Markdown Abstract Syntax Tree format


Keywords
ast, markdown, syntax-tree, unist
License
MIT
Install
npm install mdast@0.26.1

Documentation

MDAST

Markdown Abstract Syntax Tree.


⚠️

MDAST, the pluggable markdown parser, was recently separated from this project and given a new name: remark. See its documentation to read more about what changed and how to migrate »

MDAST discloses markdown as an abstract syntax tree. Abstract means not all information is stored in this tree and an exact replica of the original document cannot be re-created.
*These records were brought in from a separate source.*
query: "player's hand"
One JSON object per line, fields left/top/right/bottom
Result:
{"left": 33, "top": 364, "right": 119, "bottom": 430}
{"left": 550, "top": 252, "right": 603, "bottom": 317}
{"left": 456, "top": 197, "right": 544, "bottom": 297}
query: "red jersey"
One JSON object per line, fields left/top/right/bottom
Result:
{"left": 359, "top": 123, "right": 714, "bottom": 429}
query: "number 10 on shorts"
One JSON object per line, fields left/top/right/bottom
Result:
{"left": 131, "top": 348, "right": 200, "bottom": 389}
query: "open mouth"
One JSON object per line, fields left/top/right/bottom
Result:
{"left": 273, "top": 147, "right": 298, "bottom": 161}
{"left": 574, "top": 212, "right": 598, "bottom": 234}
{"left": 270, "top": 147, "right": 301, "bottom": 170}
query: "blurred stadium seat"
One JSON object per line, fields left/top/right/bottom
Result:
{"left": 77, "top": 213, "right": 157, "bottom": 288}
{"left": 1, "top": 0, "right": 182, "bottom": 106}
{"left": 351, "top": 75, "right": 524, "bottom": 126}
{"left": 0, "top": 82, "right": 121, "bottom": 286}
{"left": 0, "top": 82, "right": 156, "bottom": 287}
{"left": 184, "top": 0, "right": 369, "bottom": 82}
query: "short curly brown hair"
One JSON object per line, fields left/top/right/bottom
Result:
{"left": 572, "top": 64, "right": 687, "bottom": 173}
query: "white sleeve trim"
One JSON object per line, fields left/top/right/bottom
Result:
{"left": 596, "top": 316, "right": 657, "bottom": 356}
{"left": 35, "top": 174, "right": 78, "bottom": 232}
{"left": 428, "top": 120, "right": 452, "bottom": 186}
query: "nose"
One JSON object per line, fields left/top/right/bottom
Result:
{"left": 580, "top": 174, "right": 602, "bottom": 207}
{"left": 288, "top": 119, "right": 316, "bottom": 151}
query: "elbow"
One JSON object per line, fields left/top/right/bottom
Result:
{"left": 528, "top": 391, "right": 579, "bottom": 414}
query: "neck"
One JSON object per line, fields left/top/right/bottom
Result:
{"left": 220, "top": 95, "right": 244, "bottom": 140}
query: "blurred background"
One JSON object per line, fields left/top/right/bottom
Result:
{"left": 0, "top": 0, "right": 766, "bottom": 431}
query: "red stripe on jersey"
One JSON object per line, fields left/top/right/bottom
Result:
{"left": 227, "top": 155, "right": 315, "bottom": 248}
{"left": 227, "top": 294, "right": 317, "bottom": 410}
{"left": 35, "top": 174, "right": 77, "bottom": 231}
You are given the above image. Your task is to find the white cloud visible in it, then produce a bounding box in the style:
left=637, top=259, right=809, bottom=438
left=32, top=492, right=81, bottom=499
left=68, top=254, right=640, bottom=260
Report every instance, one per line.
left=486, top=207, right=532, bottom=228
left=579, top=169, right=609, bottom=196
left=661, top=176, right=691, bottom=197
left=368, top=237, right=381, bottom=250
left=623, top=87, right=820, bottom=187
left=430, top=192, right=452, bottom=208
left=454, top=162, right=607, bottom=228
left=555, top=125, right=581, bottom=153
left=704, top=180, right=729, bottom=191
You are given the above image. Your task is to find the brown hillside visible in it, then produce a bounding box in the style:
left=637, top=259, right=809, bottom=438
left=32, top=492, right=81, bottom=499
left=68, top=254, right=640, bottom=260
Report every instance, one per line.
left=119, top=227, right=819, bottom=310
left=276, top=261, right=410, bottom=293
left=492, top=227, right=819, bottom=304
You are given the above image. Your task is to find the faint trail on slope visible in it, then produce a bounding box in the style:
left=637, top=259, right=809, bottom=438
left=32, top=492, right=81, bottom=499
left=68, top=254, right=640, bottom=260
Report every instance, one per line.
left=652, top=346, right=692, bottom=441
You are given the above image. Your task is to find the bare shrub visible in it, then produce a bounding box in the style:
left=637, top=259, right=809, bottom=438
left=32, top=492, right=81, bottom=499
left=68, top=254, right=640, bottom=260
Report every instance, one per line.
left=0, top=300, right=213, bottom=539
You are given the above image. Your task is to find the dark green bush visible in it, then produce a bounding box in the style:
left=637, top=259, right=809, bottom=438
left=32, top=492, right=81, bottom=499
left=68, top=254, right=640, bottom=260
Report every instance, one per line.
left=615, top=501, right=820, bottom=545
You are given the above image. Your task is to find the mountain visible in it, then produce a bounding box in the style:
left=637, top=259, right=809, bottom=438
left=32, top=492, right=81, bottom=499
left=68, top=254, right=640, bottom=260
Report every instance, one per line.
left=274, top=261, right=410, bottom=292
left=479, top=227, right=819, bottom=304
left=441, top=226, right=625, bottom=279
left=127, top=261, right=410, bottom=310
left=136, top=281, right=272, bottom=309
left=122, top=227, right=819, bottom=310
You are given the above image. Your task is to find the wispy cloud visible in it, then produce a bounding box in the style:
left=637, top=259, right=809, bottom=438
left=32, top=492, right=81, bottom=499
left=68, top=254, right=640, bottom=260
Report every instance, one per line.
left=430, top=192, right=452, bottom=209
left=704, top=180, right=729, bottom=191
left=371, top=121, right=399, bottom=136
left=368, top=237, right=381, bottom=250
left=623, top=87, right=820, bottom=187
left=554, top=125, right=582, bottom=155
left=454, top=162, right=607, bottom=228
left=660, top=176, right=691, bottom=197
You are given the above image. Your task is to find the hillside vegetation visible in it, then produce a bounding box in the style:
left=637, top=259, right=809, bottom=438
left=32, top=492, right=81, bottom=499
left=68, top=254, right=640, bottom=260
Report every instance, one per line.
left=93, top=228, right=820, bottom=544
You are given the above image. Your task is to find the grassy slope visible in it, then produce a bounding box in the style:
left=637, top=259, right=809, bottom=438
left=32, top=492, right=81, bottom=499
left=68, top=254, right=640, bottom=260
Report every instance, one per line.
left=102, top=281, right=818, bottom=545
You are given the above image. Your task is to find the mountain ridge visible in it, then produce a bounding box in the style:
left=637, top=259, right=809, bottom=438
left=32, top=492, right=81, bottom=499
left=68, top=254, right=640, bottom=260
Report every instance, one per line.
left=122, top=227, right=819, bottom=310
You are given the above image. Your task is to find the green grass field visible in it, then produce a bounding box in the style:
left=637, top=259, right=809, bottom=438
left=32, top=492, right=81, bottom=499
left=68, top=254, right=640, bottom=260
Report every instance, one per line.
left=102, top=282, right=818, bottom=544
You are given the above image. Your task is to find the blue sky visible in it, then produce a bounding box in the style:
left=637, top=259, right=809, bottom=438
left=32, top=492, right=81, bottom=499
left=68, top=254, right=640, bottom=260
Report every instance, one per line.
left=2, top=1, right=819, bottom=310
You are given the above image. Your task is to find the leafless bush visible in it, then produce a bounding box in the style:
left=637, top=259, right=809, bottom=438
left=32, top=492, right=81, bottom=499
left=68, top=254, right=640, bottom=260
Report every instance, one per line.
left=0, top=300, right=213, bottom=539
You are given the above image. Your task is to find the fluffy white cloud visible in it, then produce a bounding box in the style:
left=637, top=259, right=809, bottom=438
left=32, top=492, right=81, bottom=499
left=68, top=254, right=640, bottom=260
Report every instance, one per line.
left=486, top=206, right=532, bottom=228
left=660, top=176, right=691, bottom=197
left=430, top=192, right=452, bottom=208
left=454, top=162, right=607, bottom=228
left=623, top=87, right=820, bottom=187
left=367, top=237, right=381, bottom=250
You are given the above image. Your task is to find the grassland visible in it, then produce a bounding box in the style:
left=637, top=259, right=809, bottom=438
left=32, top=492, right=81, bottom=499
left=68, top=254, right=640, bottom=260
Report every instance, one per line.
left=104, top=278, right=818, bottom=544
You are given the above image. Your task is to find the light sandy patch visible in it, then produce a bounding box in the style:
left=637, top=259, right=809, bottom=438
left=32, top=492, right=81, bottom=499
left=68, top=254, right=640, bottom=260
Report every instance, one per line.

Syntax Tree means syntax is present in the tree, thus an exact syntactic document can be re-created.

MDAST is a subset of unist, and implemented by remark.

This document describes version 2.0.0 of MDAST. Changelog ».

AST

Root

Root (Parent) houses all nodes.

interface Root <: Parent {
  type: "root";
}

Paragraph

Paragraph (Parent) represents a unit of discourse dealing with a particular point or idea.

interface Paragraph <: Parent {
  type: "paragraph";
}

For example, the following markdown:

Alpha bravo charlie.

Yields:

{
  "type": "paragraph",
  "children": [{
    "type": "text",
    "value": "Alpha bravo charlie."
  }]
}

Blockquote

Blockquote (Parent) represents a quote.

interface Blockquote <: Parent {
  type: "blockquote";
}

For example, the following markdown:

> Alpha bravo charlie.

Yields:

{
  "type": "blockquote",
  "children": [{
    "type": "paragraph",
    "children": [{
      "type": "text",
      "value": "Alpha bravo charlie."
    }]
  }]
}

Heading

Heading (Parent), just like with HTML, with a level greater than or equal to 1, lower than or equal to 6.

interface Heading <: Parent {
  type: "heading";
  depth: 1 <= uint32 <= 6;
}

For example, the following markdown:

# Alpha

Yields:

{
  "type": "heading",
  "depth": 1,
  "children": [{
    "type": "text",
    "value": "Alpha"
  }]
}

Code

Code (Text) occurs at block level (see InlineCode for code spans). Code sports a language tag (when using GitHub Flavoured Markdown fences with a flag, null otherwise).

interface Code <: Text {
  type: "code";
  lang: string | null;
}

For example, the following markdown:

    foo()

Yields:

{
  "type": "code",
  "lang": null,
  "value": "foo()"
}

InlineCode

InlineCode (Text) occurs inline (see Code for blocks). Inline code does not sport a lang attribute.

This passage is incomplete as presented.